Science editor Alan Boyle's Weblog: Use those 3-D glasses to explore Mars.  Plus: Lord of the Einstein rings, Deja vu spaceship, kids make space contact, Newton renewed, and more.

Nov. 18, 2005 |
3-D delights: NBC is taking one small step for TV technology on Monday by airing a 3-D episode of the spooky series "Medium," in HDTV even. The red-blue glasses required to get the full three-dimensional effect are being distributed in TV Guide as well as through other outlets. (For the record, NBC is a partner in the MSNBC joint venture.)

But once the show is over, what can you do with those geeky cardboard glasses? Quite a bit, actually.

The same technology that gave '50s-era moviegoers headaches is being used by mission managers at NASA's Jet Propulsion Laboratory to add the third dimension to their stereo images of Mars. If you like Red Planet imagery in color, you'll go ga-ga over the rovers' red-blue 3-D versions of Mars landscapes and close-ups.

You can find still more 3-D views from the Mars Global Surveyor orbiter at Malin Space Science System's Web site, including a red-blue look at a piece of the "Face on Mars." Even the Mars Pathfinder mission provided some 3-D treats back in 1997.
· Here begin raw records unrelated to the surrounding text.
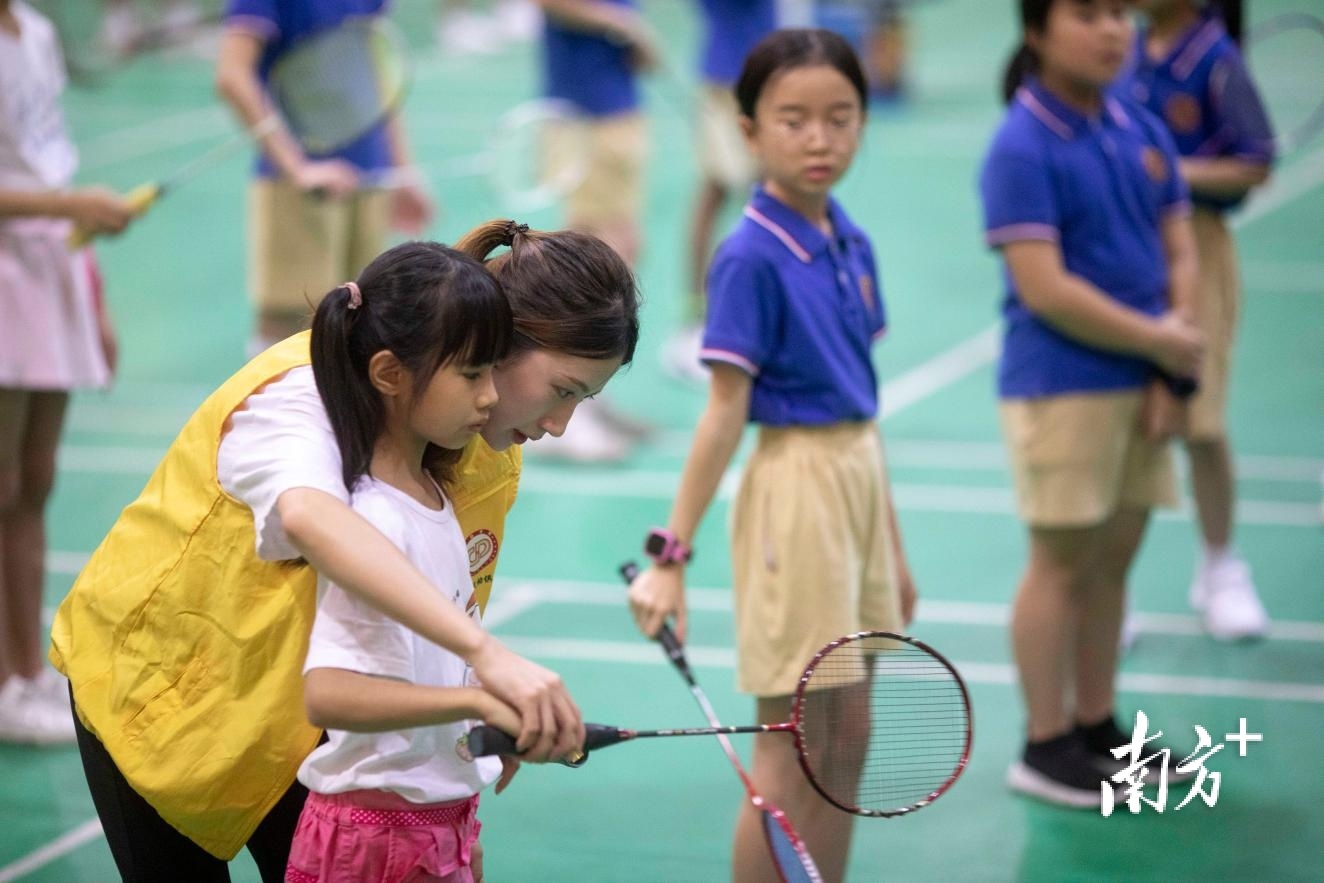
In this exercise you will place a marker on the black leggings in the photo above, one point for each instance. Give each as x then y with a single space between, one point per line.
148 850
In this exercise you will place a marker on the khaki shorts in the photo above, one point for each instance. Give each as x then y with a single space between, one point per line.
301 245
1078 458
812 550
612 152
1217 305
722 150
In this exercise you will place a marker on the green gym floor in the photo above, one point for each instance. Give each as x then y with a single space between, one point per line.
663 810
Mars isn't the only interplanetary 3-D target. Just do a search on "NASA" and "anaglyph" (the technical name for these two-in-one 3-D views) and you'll find a bunch, including pictures of Comet Wild 2, the Saturnian moon Hyperion, the surface of Enceladus, and lunar samples from the Apollo era. Speaking of Apollo, astronomer Jim Scotti has put together some additional 3-D views of the moon's surface.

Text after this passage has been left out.